Please see my full disclosure policy here for more information.
The holy grail of travel off the beaten path (for me, anyways): finding that local restaurant where they are serving great, cheap local cuisine with no tourists to be found. I am talking about the type of restaurant that is one big adventure, because no one speaks English, and there might not be a menu in English to fall back on.
A great, local restaurant is like a cultural fondue pot, where you have a opportunity for you to mix and mingle with locals on their own turf, and get a real taste for everyday life in the place that you are visiting (not the watered down, tourist version that you get in the main tourist haunts.)

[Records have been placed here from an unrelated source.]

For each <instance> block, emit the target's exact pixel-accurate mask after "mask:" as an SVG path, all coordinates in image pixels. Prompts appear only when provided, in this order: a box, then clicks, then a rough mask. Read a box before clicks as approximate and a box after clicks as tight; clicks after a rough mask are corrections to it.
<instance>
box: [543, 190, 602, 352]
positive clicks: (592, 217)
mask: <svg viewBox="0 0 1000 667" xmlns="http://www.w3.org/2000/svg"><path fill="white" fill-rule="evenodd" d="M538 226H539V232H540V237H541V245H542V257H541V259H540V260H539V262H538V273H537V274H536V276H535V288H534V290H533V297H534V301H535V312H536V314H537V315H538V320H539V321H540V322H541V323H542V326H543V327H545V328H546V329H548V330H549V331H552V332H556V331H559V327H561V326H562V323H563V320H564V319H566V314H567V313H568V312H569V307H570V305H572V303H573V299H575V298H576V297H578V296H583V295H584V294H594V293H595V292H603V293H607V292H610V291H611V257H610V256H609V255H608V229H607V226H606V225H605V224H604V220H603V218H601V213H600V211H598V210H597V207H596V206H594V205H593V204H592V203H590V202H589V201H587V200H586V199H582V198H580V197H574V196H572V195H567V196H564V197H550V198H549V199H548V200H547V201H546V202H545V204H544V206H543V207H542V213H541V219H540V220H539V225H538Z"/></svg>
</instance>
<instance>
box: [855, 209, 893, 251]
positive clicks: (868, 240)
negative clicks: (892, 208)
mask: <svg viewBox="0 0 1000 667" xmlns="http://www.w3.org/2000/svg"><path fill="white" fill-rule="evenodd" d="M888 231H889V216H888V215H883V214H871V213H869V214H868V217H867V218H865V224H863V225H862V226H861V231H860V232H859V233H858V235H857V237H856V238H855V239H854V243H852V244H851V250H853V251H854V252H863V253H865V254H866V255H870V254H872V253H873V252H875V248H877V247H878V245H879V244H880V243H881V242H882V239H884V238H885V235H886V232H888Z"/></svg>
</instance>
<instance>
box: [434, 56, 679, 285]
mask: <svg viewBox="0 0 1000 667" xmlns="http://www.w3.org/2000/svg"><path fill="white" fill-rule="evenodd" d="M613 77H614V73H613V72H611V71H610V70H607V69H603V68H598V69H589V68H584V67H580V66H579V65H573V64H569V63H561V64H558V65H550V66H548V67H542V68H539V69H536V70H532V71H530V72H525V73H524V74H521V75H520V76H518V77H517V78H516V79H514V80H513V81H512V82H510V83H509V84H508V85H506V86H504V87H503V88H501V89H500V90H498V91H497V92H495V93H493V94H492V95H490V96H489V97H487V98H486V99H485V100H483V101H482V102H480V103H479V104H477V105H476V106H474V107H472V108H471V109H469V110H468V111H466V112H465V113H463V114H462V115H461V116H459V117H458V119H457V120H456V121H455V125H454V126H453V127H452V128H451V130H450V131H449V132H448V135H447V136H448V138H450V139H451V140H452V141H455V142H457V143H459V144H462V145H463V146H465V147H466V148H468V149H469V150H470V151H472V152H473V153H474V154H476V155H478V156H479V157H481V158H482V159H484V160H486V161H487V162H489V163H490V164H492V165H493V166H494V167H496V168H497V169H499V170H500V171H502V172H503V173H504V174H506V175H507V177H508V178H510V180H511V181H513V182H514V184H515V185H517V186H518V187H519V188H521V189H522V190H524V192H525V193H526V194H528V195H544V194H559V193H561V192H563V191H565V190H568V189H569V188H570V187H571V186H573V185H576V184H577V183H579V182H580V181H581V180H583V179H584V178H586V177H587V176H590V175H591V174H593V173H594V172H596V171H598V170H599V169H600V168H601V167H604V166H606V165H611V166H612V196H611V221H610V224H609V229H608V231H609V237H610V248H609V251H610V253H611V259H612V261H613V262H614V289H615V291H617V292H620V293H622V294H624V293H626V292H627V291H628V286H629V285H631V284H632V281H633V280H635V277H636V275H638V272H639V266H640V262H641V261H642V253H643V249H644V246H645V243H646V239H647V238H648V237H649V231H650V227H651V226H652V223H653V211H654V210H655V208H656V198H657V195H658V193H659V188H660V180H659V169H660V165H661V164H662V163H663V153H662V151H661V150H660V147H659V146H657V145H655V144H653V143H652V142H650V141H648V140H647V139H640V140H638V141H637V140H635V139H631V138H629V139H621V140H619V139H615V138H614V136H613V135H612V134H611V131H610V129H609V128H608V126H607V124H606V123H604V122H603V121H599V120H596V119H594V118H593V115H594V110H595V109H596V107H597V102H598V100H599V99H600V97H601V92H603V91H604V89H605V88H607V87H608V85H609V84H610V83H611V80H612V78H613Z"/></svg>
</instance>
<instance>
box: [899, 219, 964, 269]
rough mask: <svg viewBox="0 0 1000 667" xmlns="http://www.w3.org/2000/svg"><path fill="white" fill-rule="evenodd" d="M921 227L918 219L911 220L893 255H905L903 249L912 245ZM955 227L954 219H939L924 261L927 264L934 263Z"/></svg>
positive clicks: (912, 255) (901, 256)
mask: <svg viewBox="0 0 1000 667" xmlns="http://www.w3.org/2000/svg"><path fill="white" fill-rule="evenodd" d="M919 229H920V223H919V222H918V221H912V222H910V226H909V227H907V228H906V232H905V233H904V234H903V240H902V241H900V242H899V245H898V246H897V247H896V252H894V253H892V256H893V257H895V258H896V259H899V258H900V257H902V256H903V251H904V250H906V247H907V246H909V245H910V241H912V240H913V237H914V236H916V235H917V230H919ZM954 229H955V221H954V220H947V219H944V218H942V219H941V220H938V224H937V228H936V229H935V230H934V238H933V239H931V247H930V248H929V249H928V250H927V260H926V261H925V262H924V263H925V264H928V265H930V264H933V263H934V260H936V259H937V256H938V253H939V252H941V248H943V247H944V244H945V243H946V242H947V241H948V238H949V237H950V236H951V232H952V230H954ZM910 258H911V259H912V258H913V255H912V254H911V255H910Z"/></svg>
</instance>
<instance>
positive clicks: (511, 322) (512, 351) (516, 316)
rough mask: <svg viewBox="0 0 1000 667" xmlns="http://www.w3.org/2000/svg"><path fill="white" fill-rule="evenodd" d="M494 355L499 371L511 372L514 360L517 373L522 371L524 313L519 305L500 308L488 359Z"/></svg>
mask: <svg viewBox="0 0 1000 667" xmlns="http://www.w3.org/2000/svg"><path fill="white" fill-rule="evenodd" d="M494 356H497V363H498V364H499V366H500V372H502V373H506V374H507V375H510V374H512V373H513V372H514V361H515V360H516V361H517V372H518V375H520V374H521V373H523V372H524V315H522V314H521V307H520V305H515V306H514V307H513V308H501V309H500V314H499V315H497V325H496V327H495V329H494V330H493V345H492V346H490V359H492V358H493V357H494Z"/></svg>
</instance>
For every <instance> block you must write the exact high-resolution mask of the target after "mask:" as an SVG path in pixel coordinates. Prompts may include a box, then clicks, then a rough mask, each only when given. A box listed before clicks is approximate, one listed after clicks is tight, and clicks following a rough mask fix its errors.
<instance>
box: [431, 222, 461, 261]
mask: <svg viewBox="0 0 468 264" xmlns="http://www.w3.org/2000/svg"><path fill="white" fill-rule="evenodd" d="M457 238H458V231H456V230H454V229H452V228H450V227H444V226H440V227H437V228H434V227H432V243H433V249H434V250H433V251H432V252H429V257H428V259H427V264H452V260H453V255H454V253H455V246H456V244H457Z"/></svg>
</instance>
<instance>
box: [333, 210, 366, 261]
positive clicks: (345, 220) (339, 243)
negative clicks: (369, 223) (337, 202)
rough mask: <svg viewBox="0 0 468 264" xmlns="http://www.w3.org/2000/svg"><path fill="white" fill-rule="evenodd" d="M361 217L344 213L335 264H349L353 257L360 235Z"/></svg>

Even if you don’t speak the same language, your confusion will perhaps open up the doors to communication with some helpful locals, and sharing food is a universal tradition of friendship.
Planning a trip soon? Help Support This Blog!Booking your hotels, apartments and tours through the following links sends a small commission my way that helps keep this blog running (and it doesn't cost you any more).
The food might not be as flashy as the food that you would get in the touristy restaurant, but it will be REAL (and I can almost guarantee that eating in a real, local restaurant, whether the experience is good or terrible, will be a most memorable part of your travels!)
Finding these off the beaten path gems is sometimes harder than it would seem, and sometimes you have to step out of your comfort zone to do it.
Tips for Finding Authentic, Local Restaurants:
If you consistently find yourself eating bland, tasteless tourist food, don’t despair. Your “spider sense” for finding good, local food will get better with time. Each trip, try to push yourself outside of your comfort zone a little bit.
Get off of the tourist path: This is common advice, but it is so very true. If you want to find the authentic, cheap food that the locals eat, you have to go where the locals go. This is generally not the same place that the hordes of tourists hang out (more tourists also equals higher prices). Often, heading just a block or two off of the tourist path is far enough. Take a chance. Wander down a quiet looking street to see what you find.
Follow the locals: Now, I don’t mean that you should stalk anyone, but watch where they are heading around meal time. If you see a restaurant or street food stand with a lot of local people around it, chances are you will find some good, cheap food.
Follow your nose: In my experience, it is rare for one of those generic, tourist restaurants to exude smells that draw you in from blocks away. If you smell something good, see if you can figure out which direction it is coming from. If you can’t, ask someone.
Talk to people: Be brave. Talk to the natives. They probably won’t bite. For me, this is the heart of authentic travel. Finding that off the beaten path gem because you chatted with a a local while waiting for a bus=priceless. Chat with your cab driver-they are great sources of local information!
In addition to giving you great advice about where to find authentic experiences on your travels, making these connections with local people will give you more depth to your experience and is likely to create some of the most vivid memories from your trip!
Look for restaurants that are clean…but not too clean: I think that this is the number one guideline for finding great local food. Good restaurants that cater to locals have a certain look about them. Think about your favorite hole in the wall restaurant in your home town. Is it a shiny, clean place that someone visiting from another country would be drawn to? Probably not.
It might be a little scuffed up around the edges…a little gritty, a little dingy. Now, apply this image to looking for a great place to eat when traveling. Look for a place with those characteristics; a place that a local would feel completely comfortable eating at but that a tourist might pass by.
Learn Some Basic “food” Words in the Local Language: Each language has its own code words for cheap food. In Costa Rica, you might be looking for a restaurant that says “tipico”. In Japan, finding an “izakaya” will generally yield a cheap meal. Eating in France is almost never REALLY cheap, but if you find a cafe advertising a “prix fixe” meal, you will generally be getting the chefs choice of the day and a solid deal.
Knowing the local words for what it is that you are looking for can also help you in rudimentary communication with the locals. Chances are decent that the person that you are talking to does speak a little English, but they might be more likely to help lead you to their favorite cheap lunch spot if you give it a go in their language first!